The Linux Kernel Mailing List
 help / color / mirror / Atom feed
* [PATCH] mm/slub: hold cpus_read_lock around flush_rcu_sheaves_on_cache()
@ 2026-05-08  8:21 Qing Wang
  2026-05-12  2:56 ` Harry Yoo (Oracle)
  0 siblings, 1 reply; 4+ messages in thread
From: Qing Wang @ 2026-05-08  8:21 UTC (permalink / raw)
  To: Vlastimil Babka, Harry Yoo, Andrew Morton, Hao Li,
	Christoph Lameter, David Rientjes, Roman Gushchin
  Cc: linux-mm, linux-kernel, Qing Wang

flush_rcu_sheaves_on_cache() calls queue_work_on() in a
for_each_online_cpu() loop, which requires the cpu to stay online.
But cpus_read_lock() is not held in kvfree_rcu_barrier_on_cache().

There are two paths that call flush_rcu_sheaves_on_cache():

  // has cpus_read_lock()
  flush_all_rcu_sheaves()
    -> flush_rcu_sheaves_on_cache()

  // no cpus_read_lock()
  kvfree_rcu_barrier_on_cache()
    -> flush_rcu_sheaves_on_cache()

Fix this by holding cpus_read_lock() in kvfree_rcu_barrier_on_cache().

Why not move cpus_read_lock() from flush_all_rcu_sheaves() into
flush_rcu_sheaves_on_cache()? The reason is it would introduce a new l
ock order (slab_mutex -> cpu_hotplug_lock). The reverse order
(cpu_hotplug_lock -> slab_mutex) is established by

- cpuhp_setup_state_nocalls(..., slub_cpu_setup, ...)
- kmem_cache_destroy()

The two orders together would form an AB-BA deadlock.
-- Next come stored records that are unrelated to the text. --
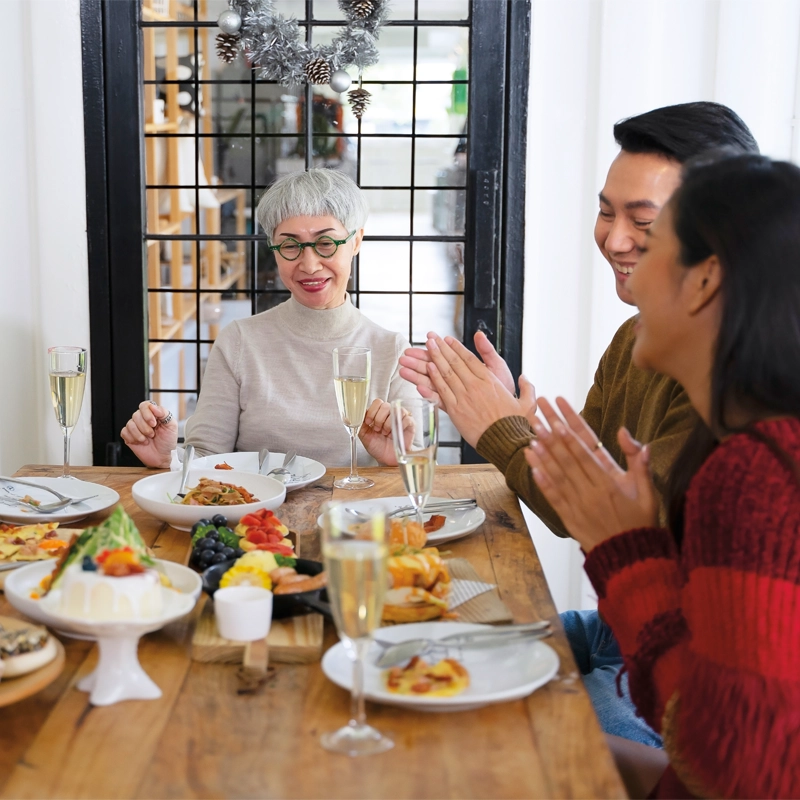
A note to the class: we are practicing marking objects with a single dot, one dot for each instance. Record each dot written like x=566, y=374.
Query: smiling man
x=655, y=409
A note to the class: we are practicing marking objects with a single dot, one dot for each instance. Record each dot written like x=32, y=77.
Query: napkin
x=461, y=591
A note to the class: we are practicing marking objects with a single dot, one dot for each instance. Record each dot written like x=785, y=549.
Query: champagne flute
x=67, y=382
x=415, y=432
x=351, y=374
x=357, y=571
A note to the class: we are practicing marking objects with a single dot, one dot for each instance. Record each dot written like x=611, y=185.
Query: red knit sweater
x=710, y=634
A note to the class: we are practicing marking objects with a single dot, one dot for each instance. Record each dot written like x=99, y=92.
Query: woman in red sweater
x=707, y=613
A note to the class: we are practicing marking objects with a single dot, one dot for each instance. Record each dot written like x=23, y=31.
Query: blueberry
x=88, y=564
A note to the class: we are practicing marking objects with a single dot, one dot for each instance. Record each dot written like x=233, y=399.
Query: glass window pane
x=437, y=312
x=390, y=110
x=444, y=9
x=385, y=162
x=390, y=311
x=439, y=211
x=436, y=163
x=396, y=48
x=384, y=267
x=389, y=212
x=438, y=267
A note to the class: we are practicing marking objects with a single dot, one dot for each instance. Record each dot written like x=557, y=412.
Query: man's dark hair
x=684, y=131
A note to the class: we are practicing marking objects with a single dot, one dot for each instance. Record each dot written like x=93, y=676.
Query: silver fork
x=42, y=487
x=45, y=508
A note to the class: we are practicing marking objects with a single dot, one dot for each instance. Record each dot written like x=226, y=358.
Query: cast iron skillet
x=283, y=605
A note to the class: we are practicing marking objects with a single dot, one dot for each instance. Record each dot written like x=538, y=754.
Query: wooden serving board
x=14, y=689
x=294, y=640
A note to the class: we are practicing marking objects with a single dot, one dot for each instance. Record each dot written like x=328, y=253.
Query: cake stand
x=118, y=675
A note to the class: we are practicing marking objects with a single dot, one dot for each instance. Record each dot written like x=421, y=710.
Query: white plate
x=153, y=495
x=21, y=583
x=497, y=675
x=306, y=470
x=457, y=525
x=67, y=486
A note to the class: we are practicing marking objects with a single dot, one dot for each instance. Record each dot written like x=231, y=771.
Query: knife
x=403, y=651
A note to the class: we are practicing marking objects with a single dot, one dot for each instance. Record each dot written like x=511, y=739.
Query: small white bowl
x=243, y=613
x=153, y=495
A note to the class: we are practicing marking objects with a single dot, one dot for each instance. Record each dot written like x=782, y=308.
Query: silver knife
x=34, y=485
x=403, y=651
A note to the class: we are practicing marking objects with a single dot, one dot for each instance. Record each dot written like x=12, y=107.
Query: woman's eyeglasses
x=324, y=247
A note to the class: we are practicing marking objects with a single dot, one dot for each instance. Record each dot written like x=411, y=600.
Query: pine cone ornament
x=228, y=46
x=318, y=71
x=361, y=9
x=359, y=100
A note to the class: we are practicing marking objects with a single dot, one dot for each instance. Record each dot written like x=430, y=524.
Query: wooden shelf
x=161, y=127
x=165, y=48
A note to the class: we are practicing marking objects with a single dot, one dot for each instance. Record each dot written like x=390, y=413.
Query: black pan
x=283, y=605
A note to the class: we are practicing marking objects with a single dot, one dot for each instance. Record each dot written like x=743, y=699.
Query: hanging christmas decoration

Finally, add lockdep_assert_cpus_held() in flush_rcu_sheaves_on_cache()
to catch the same problem in the future.

Signed-off-by: Qing Wang <wangqing7171@gmail.com>
---
 mm/slab_common.c | 6 ++++++
 mm/slub.c        | 1 +
 2 files changed, 7 insertions(+)

diff --git a/mm/slab_common.c b/mm/slab_common.c
index d5a70a831a2a..0ee5a4189453 100644
--- a/mm/slab_common.c
+++ b/mm/slab_common.c
@@ -2110,7 +2110,13 @@ EXPORT_SYMBOL_GPL(kvfree_rcu_barrier);
 void kvfree_rcu_barrier_on_cache(struct kmem_cache *s)
 {
 	if (cache_has_sheaves(s)) {
+		/*
+		 * flush_rcu_sheaves_on_cache() use queue_work_on() and queue_work_on()
+		 * must be called with the CPU hotplug read lock.
+		 */
+		cpus_read_lock();
 		flush_rcu_sheaves_on_cache(s);
+		cpus_read_unlock();
 		rcu_barrier();
 	}
 
diff --git a/mm/slub.c b/mm/slub.c
index 161079ac5ba1..2a005d1e3a74 100644
--- a/mm/slub.c
+++ b/mm/slub.c
@@ -4024,6 +4024,7 @@ void flush_rcu_sheaves_on_cache(struct kmem_cache *s)
 	struct slub_flush_work *sfw;
 	unsigned int cpu;
 
+	lockdep_assert_cpus_held();
 	mutex_lock(&flush_lock);
 
 	for_each_online_cpu(cpu) {
-- 
2.34.1


^ permalink raw reply related	[flat|nested] 4+ messages in thread

* Re: [PATCH] mm/slub: hold cpus_read_lock around flush_rcu_sheaves_on_cache()
  2026-05-08  8:21 [PATCH] mm/slub: hold cpus_read_lock around flush_rcu_sheaves_on_cache() Qing Wang
@ 2026-05-12  2:56 ` Harry Yoo (Oracle)
  2026-05-12  3:46   ` [PATCH v2] " Qing Wang
  2026-05-12  3:50   ` [PATCH v3] " Qing Wang
  0 siblings, 2 replies; 4+ messages in thread
From: Harry Yoo (Oracle) @ 2026-05-12  2:56 UTC (permalink / raw)
  To: Qing Wang
  Cc: Vlastimil Babka, Andrew Morton, Hao Li, Christoph Lameter,
	David Rientjes, Roman Gushchin, linux-mm, linux-kernel

On Fri, May 08, 2026 at 04:21:49PM +0800, Qing Wang wrote:
> flush_rcu_sheaves_on_cache() calls queue_work_on() in a
> for_each_online_cpu() loop, which requires the cpu to stay online.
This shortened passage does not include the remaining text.